Susanne Dick

Musikalische Aktivität und Produktivität im dritten Lebensalter

Eine empirische Studie mit professionellen Orchestermusikern. Schriften des Instituts für Begabungsforschung in der Musik, Bd. 8

Rubrik: Bücher
Verlag/Label: Lit, Münster 2017
erschienen in: das Orchester 09/2018 , Seite 71

Musikbezogenes Lernen, musikalische Aktivitäten in der Kindheits- und Jugendphase sowie musikalische Expertise wurden bereits in vielen musikpsychologischen Studien untersucht. Doch Erwachsenenalter und höheres Alter von Musikern wurden bislang kaum erforscht. Dabei wird der demografische Wandel, die Veränderung der Altersstruktur in Deutschland, die in den nächsten Jahrzehnten zu erwarten ist, sich auch auf den Kultursektor, den Berufsweg von Musikern und das Publikum auswirken. Susanne Dick geht mit ihrer Dissertation auf dieses Forschungsdesiderat ein, indem sie die Gestaltung des Ruhestands von professionellen Orchestermusikern in den Blick nimmt.

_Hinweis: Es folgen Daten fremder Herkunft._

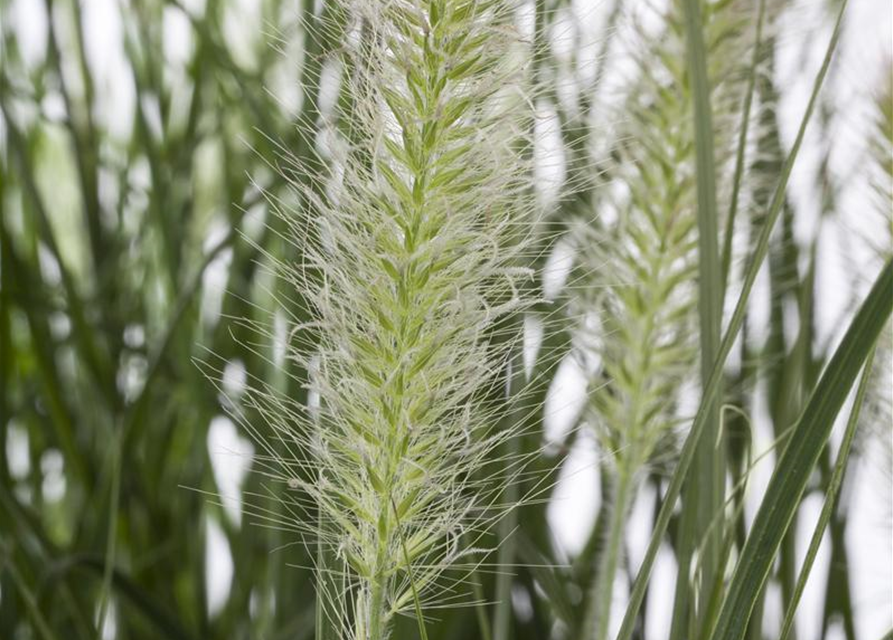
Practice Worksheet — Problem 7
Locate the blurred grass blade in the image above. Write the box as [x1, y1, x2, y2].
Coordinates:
[711, 261, 893, 640]
[617, 0, 847, 640]
[0, 555, 56, 640]
[677, 0, 725, 620]
[779, 351, 875, 640]
[721, 0, 766, 292]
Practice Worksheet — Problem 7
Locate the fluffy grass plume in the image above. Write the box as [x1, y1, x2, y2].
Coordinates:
[581, 1, 749, 639]
[237, 0, 533, 640]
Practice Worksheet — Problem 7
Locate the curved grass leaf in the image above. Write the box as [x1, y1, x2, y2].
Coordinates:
[711, 261, 893, 640]
[779, 351, 875, 640]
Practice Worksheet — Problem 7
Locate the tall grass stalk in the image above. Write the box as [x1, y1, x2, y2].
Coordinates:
[251, 0, 532, 640]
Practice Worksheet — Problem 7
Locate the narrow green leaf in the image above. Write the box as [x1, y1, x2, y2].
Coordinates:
[680, 0, 726, 620]
[779, 351, 875, 640]
[711, 261, 893, 640]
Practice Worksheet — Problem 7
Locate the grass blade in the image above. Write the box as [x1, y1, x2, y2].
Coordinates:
[780, 351, 875, 640]
[617, 0, 847, 640]
[712, 261, 893, 640]
[682, 0, 725, 616]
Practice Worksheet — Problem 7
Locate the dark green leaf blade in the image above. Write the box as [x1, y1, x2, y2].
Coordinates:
[711, 261, 893, 640]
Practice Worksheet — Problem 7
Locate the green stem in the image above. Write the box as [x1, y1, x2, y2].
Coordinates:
[580, 467, 634, 640]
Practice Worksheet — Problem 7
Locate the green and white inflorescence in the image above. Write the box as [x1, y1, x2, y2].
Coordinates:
[256, 0, 533, 640]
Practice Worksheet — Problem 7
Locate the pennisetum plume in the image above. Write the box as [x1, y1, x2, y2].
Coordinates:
[579, 1, 750, 640]
[232, 0, 533, 640]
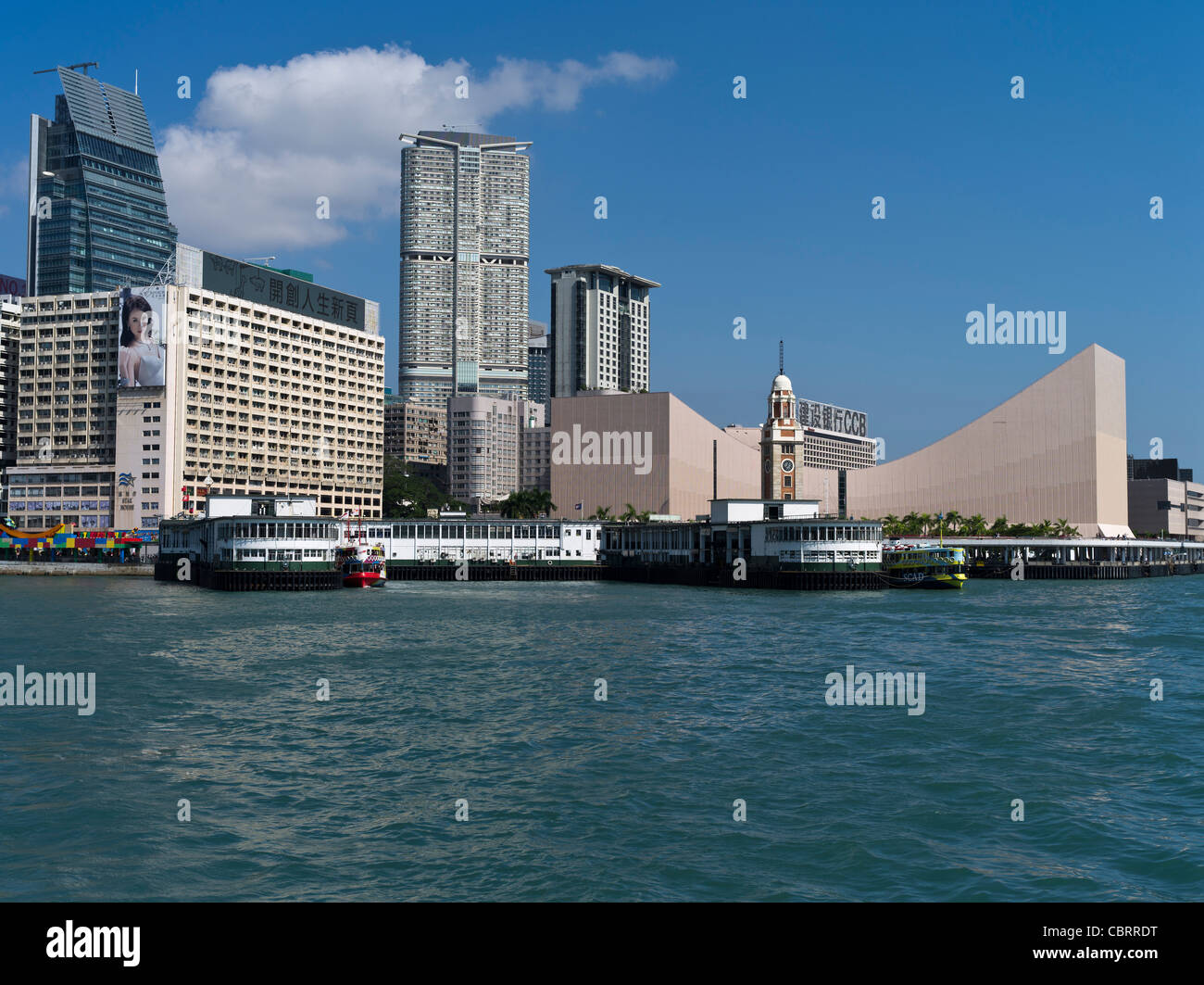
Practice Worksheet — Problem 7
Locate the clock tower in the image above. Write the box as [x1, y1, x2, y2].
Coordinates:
[761, 342, 803, 499]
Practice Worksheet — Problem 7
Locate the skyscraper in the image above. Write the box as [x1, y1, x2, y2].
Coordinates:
[545, 264, 659, 397]
[398, 130, 531, 407]
[27, 68, 176, 297]
[527, 322, 551, 423]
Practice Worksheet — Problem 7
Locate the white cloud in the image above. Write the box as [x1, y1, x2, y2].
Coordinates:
[160, 45, 674, 253]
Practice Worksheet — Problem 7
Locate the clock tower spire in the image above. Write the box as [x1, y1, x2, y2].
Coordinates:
[761, 339, 803, 499]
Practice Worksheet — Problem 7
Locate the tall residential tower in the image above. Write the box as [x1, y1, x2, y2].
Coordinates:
[398, 130, 531, 409]
[25, 68, 176, 297]
[545, 264, 659, 397]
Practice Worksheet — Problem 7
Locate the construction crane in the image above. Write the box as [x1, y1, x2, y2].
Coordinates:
[33, 61, 100, 75]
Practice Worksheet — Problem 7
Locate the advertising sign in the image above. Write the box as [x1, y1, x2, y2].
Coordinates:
[798, 399, 866, 438]
[201, 252, 365, 331]
[117, 284, 168, 387]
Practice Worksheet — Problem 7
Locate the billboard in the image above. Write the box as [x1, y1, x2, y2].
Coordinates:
[201, 250, 366, 331]
[798, 399, 867, 438]
[117, 284, 168, 389]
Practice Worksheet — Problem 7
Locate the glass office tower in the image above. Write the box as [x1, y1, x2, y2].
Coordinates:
[27, 68, 176, 297]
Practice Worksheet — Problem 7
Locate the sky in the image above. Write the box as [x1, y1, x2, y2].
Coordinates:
[0, 0, 1204, 474]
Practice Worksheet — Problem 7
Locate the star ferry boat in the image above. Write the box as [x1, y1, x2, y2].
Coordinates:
[334, 514, 385, 588]
[882, 544, 966, 588]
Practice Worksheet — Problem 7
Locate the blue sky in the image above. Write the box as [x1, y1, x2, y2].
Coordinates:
[0, 0, 1204, 474]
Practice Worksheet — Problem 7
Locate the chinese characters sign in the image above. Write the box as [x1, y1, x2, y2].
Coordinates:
[201, 253, 365, 331]
[798, 399, 866, 438]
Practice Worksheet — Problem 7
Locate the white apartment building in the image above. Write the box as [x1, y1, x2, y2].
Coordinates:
[8, 246, 384, 530]
[448, 397, 550, 510]
[0, 294, 20, 519]
[545, 264, 659, 397]
[397, 130, 531, 409]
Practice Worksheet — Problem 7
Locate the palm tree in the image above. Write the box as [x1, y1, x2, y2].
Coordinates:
[527, 489, 557, 519]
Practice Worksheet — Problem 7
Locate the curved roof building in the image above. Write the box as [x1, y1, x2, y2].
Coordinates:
[847, 345, 1131, 536]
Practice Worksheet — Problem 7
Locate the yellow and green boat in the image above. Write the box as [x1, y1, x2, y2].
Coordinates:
[882, 544, 966, 588]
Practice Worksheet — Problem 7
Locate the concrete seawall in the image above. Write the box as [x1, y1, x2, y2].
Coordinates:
[0, 562, 154, 578]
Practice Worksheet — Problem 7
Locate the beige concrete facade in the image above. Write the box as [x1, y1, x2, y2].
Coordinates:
[1128, 479, 1204, 540]
[551, 393, 761, 519]
[847, 346, 1128, 536]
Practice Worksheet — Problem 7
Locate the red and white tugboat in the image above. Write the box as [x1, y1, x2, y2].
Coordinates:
[334, 513, 385, 588]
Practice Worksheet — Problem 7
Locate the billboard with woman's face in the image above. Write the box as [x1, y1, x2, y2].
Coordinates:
[117, 285, 168, 386]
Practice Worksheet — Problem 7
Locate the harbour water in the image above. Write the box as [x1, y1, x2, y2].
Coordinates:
[0, 576, 1204, 901]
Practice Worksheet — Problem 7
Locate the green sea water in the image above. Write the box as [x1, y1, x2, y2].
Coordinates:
[0, 576, 1204, 901]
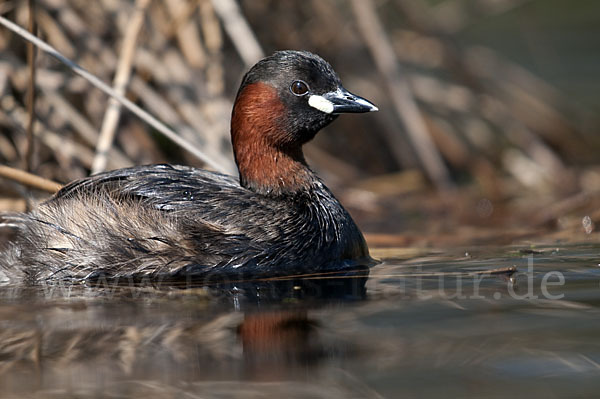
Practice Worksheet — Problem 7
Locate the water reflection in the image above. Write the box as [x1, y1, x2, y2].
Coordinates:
[0, 267, 369, 396]
[0, 245, 600, 398]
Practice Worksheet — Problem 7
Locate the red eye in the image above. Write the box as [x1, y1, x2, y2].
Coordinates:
[290, 80, 308, 96]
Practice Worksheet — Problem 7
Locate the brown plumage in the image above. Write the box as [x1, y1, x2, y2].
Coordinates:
[0, 51, 376, 281]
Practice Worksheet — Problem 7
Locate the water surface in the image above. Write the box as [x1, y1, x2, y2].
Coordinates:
[0, 244, 600, 398]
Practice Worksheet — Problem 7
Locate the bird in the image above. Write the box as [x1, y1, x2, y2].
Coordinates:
[0, 50, 378, 283]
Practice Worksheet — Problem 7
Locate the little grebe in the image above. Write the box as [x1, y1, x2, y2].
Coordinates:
[0, 51, 377, 281]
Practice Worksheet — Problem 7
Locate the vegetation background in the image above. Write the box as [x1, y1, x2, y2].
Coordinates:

Mit der qualitativen Untersuchung, die im Sinne der Grounded Theory angelegt ist, wird das Feld explorativ bearbeitet. Dick stellt die fachlichen Hintergründe (z.B. alterspsychologische Konzepte, psychologische und physiologische Rahmenbedingungen im Alter) sowie die Durchführung ihrer Studie verständlich und klar gegliedert dar.

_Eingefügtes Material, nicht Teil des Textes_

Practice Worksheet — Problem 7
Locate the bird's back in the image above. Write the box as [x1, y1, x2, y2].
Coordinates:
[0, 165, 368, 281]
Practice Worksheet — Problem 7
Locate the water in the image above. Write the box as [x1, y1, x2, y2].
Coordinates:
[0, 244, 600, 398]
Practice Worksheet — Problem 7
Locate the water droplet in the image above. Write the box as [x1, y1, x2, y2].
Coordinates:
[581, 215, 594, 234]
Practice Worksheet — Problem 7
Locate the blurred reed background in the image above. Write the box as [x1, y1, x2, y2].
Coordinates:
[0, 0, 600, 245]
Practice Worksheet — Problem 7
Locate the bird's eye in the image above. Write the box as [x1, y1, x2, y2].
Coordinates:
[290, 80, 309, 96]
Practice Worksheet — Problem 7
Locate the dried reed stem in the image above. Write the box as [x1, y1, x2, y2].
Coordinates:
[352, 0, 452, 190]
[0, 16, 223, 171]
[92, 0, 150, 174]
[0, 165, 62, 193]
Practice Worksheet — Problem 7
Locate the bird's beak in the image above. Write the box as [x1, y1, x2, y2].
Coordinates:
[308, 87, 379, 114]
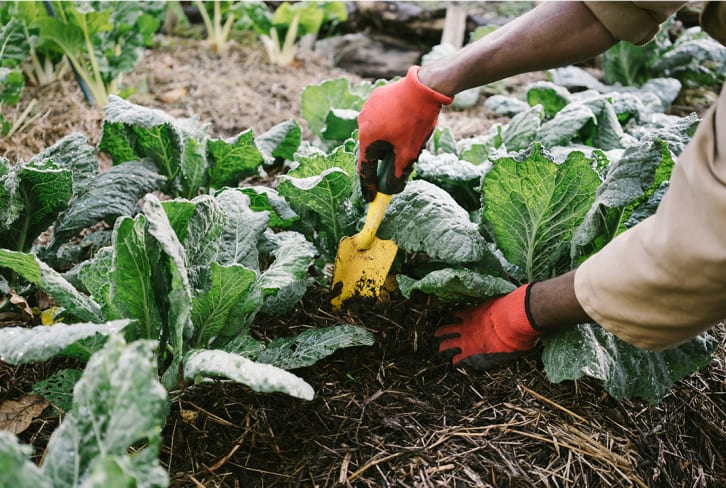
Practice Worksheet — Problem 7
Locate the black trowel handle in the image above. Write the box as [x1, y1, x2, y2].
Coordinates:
[376, 151, 396, 195]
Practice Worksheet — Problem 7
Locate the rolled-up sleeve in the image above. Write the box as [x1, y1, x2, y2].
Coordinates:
[584, 2, 688, 45]
[575, 86, 726, 350]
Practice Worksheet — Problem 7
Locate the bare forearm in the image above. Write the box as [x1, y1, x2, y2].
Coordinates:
[529, 270, 592, 330]
[419, 1, 616, 95]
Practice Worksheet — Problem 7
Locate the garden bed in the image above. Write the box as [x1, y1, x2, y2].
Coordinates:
[0, 10, 726, 487]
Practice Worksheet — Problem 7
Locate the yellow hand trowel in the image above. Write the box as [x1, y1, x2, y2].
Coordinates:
[330, 154, 398, 310]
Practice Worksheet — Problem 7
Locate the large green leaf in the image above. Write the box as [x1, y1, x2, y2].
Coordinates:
[169, 195, 227, 289]
[215, 189, 269, 271]
[77, 246, 121, 320]
[0, 430, 53, 488]
[257, 324, 376, 369]
[0, 159, 73, 251]
[256, 231, 317, 315]
[191, 262, 257, 347]
[0, 249, 103, 323]
[542, 324, 718, 403]
[482, 144, 600, 282]
[143, 194, 193, 388]
[41, 336, 169, 488]
[537, 102, 597, 148]
[277, 167, 356, 257]
[110, 216, 164, 339]
[255, 119, 302, 164]
[53, 161, 166, 242]
[0, 320, 131, 364]
[527, 81, 570, 117]
[396, 268, 516, 302]
[239, 186, 300, 229]
[31, 132, 98, 196]
[184, 350, 315, 400]
[98, 96, 189, 181]
[207, 129, 263, 188]
[301, 78, 365, 138]
[0, 17, 30, 68]
[378, 180, 488, 263]
[502, 105, 544, 151]
[571, 138, 668, 260]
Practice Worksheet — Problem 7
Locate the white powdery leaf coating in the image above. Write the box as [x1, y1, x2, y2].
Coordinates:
[184, 350, 315, 400]
[379, 180, 486, 263]
[0, 319, 131, 364]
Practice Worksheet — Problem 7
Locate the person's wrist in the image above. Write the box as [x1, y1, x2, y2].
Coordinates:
[406, 66, 454, 105]
[494, 284, 543, 350]
[418, 64, 456, 100]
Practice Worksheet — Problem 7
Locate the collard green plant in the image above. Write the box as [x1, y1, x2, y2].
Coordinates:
[602, 20, 726, 87]
[0, 336, 169, 488]
[29, 2, 165, 107]
[0, 133, 165, 269]
[99, 96, 301, 198]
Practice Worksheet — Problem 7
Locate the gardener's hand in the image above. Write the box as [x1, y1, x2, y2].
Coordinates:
[435, 285, 542, 371]
[358, 66, 453, 202]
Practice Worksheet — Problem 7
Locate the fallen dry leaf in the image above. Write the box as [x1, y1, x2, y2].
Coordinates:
[159, 88, 187, 103]
[0, 395, 50, 435]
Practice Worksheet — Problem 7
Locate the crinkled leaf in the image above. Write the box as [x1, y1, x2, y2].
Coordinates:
[301, 78, 367, 138]
[143, 194, 192, 387]
[542, 324, 718, 403]
[255, 119, 302, 164]
[482, 144, 600, 282]
[170, 195, 227, 289]
[191, 262, 257, 347]
[33, 368, 83, 413]
[179, 129, 209, 198]
[0, 249, 103, 322]
[77, 248, 121, 320]
[396, 268, 515, 302]
[571, 138, 667, 260]
[54, 161, 166, 241]
[257, 324, 376, 370]
[277, 167, 357, 256]
[0, 159, 73, 251]
[484, 95, 530, 117]
[378, 180, 488, 264]
[256, 231, 317, 315]
[537, 102, 597, 148]
[215, 189, 269, 271]
[0, 17, 30, 68]
[321, 108, 358, 143]
[98, 96, 184, 180]
[0, 320, 131, 364]
[31, 132, 98, 196]
[287, 147, 357, 179]
[502, 105, 544, 151]
[207, 129, 263, 188]
[527, 81, 570, 117]
[239, 186, 300, 229]
[109, 216, 164, 339]
[0, 430, 53, 488]
[184, 350, 315, 400]
[41, 336, 169, 487]
[416, 151, 491, 190]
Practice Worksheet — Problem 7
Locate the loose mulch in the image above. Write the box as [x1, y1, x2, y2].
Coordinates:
[0, 30, 726, 487]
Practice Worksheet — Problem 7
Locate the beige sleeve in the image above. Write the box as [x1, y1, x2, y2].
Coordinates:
[575, 85, 726, 350]
[584, 2, 688, 45]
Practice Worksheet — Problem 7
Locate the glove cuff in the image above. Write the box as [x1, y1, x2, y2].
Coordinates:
[406, 66, 454, 105]
[494, 283, 543, 351]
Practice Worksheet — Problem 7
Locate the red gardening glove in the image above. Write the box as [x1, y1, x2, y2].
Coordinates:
[435, 284, 542, 371]
[358, 66, 454, 202]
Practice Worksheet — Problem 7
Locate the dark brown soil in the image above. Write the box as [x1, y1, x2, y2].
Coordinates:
[0, 27, 726, 487]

Die Datenerhebung erfolgt in Form von halbstrukturierten Leitfadeninterviews mit verrenteten Musikern deutscher Kulturorchester. Ergänzend nutzt Dick ein Tagebuchverfahren und das Erstellen einer Leistungskurve vom Eintritt in das Berufsalter bis zum Tag der Befragung. Die so erhobenen zwölf Fallstudien werden ausführlich, jeweils mit Blick auf Kurzbiografie, Interviewsituation, (musikalische) Aktivitäten, musikalische Leistung, Lampenfieber, Gesundheit und Ruhestand vorgestellt. Dabei präsentieren die einzelnen Fälle ganz unterschiedliche musikalische Lebensläufe und zeigen verschiedene Umgangsweisen mit dem Eintritt ins Rentenalter und mit der Gestaltung der nachberuflichen Phase auf. In der anschließenden Zusammenfassung wird die Spannweite der Interviewaussagen zu den einzelnen Themenbereichen deutlich. Eine Bündelung der Ergebnisse folgt schließlich in elf zentralen Schlussfolgerungen bzw. Hypothesen. Insgesamt ist die Entwicklung der Ergebnisse transparent dargestellt und kann vom Leser gut nachvollzogen werden.

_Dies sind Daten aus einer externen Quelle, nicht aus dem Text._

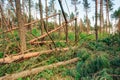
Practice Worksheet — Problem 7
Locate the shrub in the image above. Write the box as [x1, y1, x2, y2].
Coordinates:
[0, 52, 4, 58]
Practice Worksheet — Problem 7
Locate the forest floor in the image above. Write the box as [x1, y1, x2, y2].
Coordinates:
[0, 30, 120, 80]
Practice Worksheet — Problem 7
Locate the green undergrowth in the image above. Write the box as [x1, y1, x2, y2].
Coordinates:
[0, 29, 120, 80]
[0, 50, 76, 80]
[66, 34, 120, 80]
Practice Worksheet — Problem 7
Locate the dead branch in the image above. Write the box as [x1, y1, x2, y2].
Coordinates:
[0, 58, 79, 80]
[0, 47, 75, 64]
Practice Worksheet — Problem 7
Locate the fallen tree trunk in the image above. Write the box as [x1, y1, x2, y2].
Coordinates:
[29, 19, 75, 43]
[0, 47, 75, 64]
[0, 58, 79, 80]
[32, 40, 66, 45]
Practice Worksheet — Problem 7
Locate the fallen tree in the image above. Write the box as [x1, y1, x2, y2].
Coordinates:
[32, 40, 66, 45]
[0, 47, 75, 64]
[0, 13, 59, 34]
[29, 19, 75, 43]
[0, 58, 79, 80]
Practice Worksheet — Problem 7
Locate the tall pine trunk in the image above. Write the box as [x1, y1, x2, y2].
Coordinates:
[39, 0, 44, 34]
[15, 0, 26, 53]
[95, 0, 98, 41]
[86, 10, 90, 34]
[106, 0, 110, 33]
[28, 0, 31, 29]
[45, 0, 48, 31]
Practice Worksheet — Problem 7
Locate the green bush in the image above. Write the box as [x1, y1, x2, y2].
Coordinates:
[68, 33, 75, 41]
[69, 49, 110, 80]
[32, 28, 40, 37]
[87, 41, 106, 51]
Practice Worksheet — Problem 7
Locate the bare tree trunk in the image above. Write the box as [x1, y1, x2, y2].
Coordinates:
[0, 58, 79, 80]
[106, 0, 110, 32]
[29, 19, 75, 43]
[0, 47, 75, 64]
[86, 10, 90, 34]
[95, 0, 98, 41]
[39, 0, 44, 34]
[100, 0, 104, 34]
[80, 19, 83, 32]
[15, 0, 26, 53]
[45, 0, 48, 31]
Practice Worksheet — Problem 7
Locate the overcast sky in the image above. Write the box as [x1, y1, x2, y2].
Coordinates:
[34, 0, 120, 25]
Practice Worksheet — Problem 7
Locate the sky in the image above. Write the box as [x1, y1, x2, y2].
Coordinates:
[35, 0, 120, 25]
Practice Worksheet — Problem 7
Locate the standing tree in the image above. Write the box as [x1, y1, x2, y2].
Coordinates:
[83, 0, 90, 33]
[45, 0, 48, 31]
[104, 0, 113, 33]
[95, 0, 98, 41]
[15, 0, 26, 53]
[39, 0, 44, 34]
[112, 7, 120, 34]
[100, 0, 104, 34]
[71, 0, 80, 17]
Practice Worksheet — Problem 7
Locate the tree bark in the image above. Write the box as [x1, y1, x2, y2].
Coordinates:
[95, 0, 98, 41]
[28, 0, 31, 29]
[86, 9, 90, 34]
[0, 58, 79, 80]
[100, 0, 104, 34]
[15, 0, 26, 53]
[29, 19, 75, 43]
[39, 0, 44, 34]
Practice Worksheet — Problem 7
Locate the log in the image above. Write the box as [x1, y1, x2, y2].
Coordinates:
[28, 19, 75, 43]
[32, 40, 66, 45]
[0, 58, 79, 80]
[0, 47, 75, 64]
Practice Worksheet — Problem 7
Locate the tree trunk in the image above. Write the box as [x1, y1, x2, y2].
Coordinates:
[29, 19, 75, 43]
[106, 0, 110, 33]
[45, 0, 48, 31]
[15, 0, 26, 53]
[39, 0, 44, 34]
[0, 58, 79, 80]
[95, 0, 98, 41]
[100, 0, 104, 34]
[80, 19, 83, 32]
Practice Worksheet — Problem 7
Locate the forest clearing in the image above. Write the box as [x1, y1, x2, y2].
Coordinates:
[0, 0, 120, 80]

In Anbetracht der Fallstudien zeigt sich beispielsweise, dass die meisten der befragten Musiker im Ruhestand viele, oft weiterhin musikbezogene Aufgaben übernehmen und auch großes Interesse an diesen Aufgaben zeigen. Diese Erkenntnis führt die Autorin unter anderem zu der Schlussfolgerung, dass ältere Musiker durchaus weiterhin in musikspezifische Aufgabenfelder einbezogen werden sollten (z.B. Musikvermittlungsangebote, Mentoringprojekte), ohne allerdings als Konkurrenz für jüngere Arbeitnehmer aufzutreten. So zeigt die Studie, was ein durch Aktivität und Produktivität geprägter Ruhestand von professionellen Orchestermusikern sowohl für die Betroffenen persönlich als auch für den gesellschaftlichen Kontext bedeuten kann.